Dosen di Indonesia juga sering kali harus berupaya mencari nafkah dengan melakukan banyak hal lain karena kecilnya penghasilan yang diperoleh seorang dosen. Malaysia, Singapura dan Australia membayar dosen dengan sangat layak. Bahkan dosen adalah jabatan elit yang diimpikan banyak orang. Gaji dosen Malaysia rata-rata perbulan adalah sebesar RM 7000, Singapura sebesar SGD 8000 dan Australia sebesar AUD 9000. Penghasilan ini jauh lebih besar dibandingkan dengan dosen di Indonesia.

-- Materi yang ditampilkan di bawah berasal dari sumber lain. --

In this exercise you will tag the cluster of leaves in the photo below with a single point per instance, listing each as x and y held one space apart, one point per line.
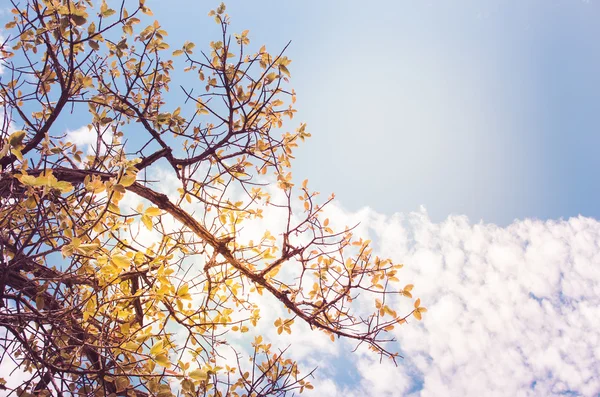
101 299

Dosen di Indonesia juga dibebankan dengan matakuliah secara berlebihan. Seorang dosen harus melaksanakan tridharma pengajaran, penelitian dan pengabdian masyarakat dengan beban minimal 12 SKS setiap semester. Dosen bisa mengajar 3-4 matakuliah jika masing-masingnya 3 SKS. Bahkan tidak jarang dosen di Indonesia yang mengajar lebih dari 4 matakuliah karena keterbatasan dosen. Sementara di luar negeri dosen bisanya hanya mengajar 1 atau 2 matakuliah setiap semesternya.
Solusi yang disarankan
Pemerintah harusnya meningkatkan kualitas seluruh perguran tinggi baik PTN maupun PTS di Indonesia sebelum mendatangkan dosen asing dan memberikan izin operasional kepada perguruan tinggi asing. Kemampuan bahasa inggris dosen dan mahasiswa harus ditingkatkan. Pemerintah sudah seharusnya menargetkan untuk menggunakan bahasa inggris sebagai bahasa pengantar di level perguruan tinggi.Â
Pemerintah juga harus bisa menyediakan akses basis data lengkap jurnal internasional yang akan sangat membantu dosen dan mahasiswa di dalam menghasilkan karya ilmiah yang layak publikasi di jurnal internasional. Kesejahteraan dosen juga sudah seharusnya diperhatikan oleh pemerintah. Begitu juga dengan beban kerja dosen yang harusnya bisa diatur untuk mampu menghasilkan kualitas pengajaran yang berkualitas.Â
Keputusan yang bijak untuk kemajuan pendidikan bangsa haruslah dimulai dengan membangun dan memperbaiki kualitas pendidikan kita sendiri sebelum mengharapkan kontribusi dari pihak luar.